Paralogous genes can shape the structure of whole genomes and thus explain genome evolution to a large extent. Examples include the Homeobox (Hox) genes in animals. These genes not only underwent gene duplications within chromosomes but also whole genome duplications. As a result, Hox genes in most vertebrates are clustered across multiple chromosomes with the HoxA-D clusters being the best studied.
It is often asserted that orthologs are more functionally similar than paralogs of similar divergence, but several papers have challenged this notion.
Paralogs are often regulated differently, e.g. by having different tissue-specific expression patterns (see Hox genes). However, they can also be regulated differently on the protein level. For instance, Bacillus subtilis encodes two paralogues of glutamate dehydrogenase: GudB is constitutively transcribed whereas RocG is tightly regulated. In their active, oligomeric states, both enzymes show similar enzymatic rates. However, swaps of enzymes and promoters cause severe fitness losses, thus indicating promoter–enzyme coevolution. Characterization of the proteins shows that, compared to RocG, GudB's enzymatic activity is highly dependent on glutamate and pH.

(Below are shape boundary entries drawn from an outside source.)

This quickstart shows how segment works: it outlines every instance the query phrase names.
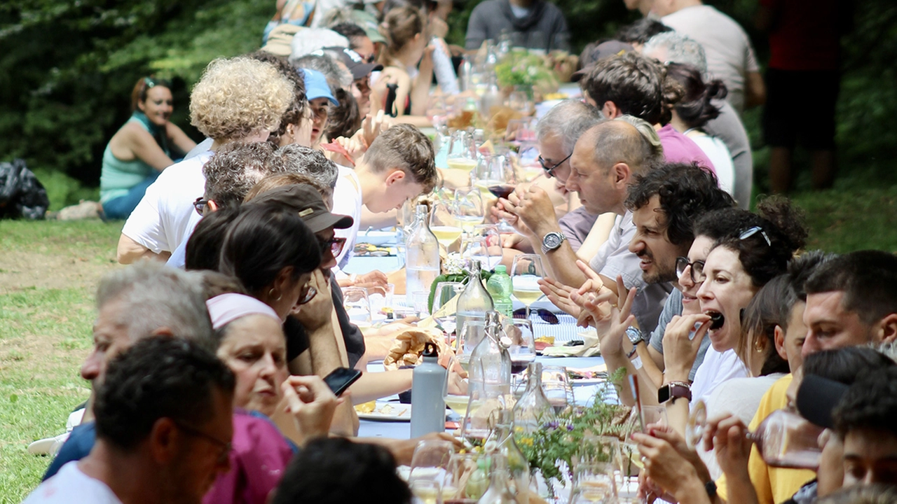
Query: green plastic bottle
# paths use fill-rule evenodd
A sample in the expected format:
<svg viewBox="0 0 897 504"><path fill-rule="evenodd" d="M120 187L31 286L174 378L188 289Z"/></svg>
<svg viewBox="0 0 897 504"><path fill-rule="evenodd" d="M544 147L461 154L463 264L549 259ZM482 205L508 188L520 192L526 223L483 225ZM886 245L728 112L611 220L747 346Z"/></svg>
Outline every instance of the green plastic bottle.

Sometimes, large regions of chromosomes share gene content similar to other chromosomal regions within the same genome. They are well characterised in the human genome, where they have been used as evidence to support the 2R hypothesis. Sets of duplicated, triplicated and quadruplicated genes, with the related genes on different chromosomes, are deduced to be remnants from genome or chromosomal duplications. A set of paralogy regions is together called a paralogon. Well-studied sets of paralogy regions include regions of human chromosome 2, 7, 12 and 17 containing Hox gene clusters, collagen genes, keratin genes and other duplicated genes, regions of human chromosomes 4, 5, 8 and 10 containing neuropeptide receptor genes, NK class homeobox genes and many more gene families, and parts of human chromosomes 13, 4, 5 and X containing the ParaHox genes and their neighbors. The Major histocompatibility complex (MHC) on human chromosome 6 has paralogy regions on chromosomes 1, 9 and 19. Much of the human genome seems to be assignable to paralogy regions.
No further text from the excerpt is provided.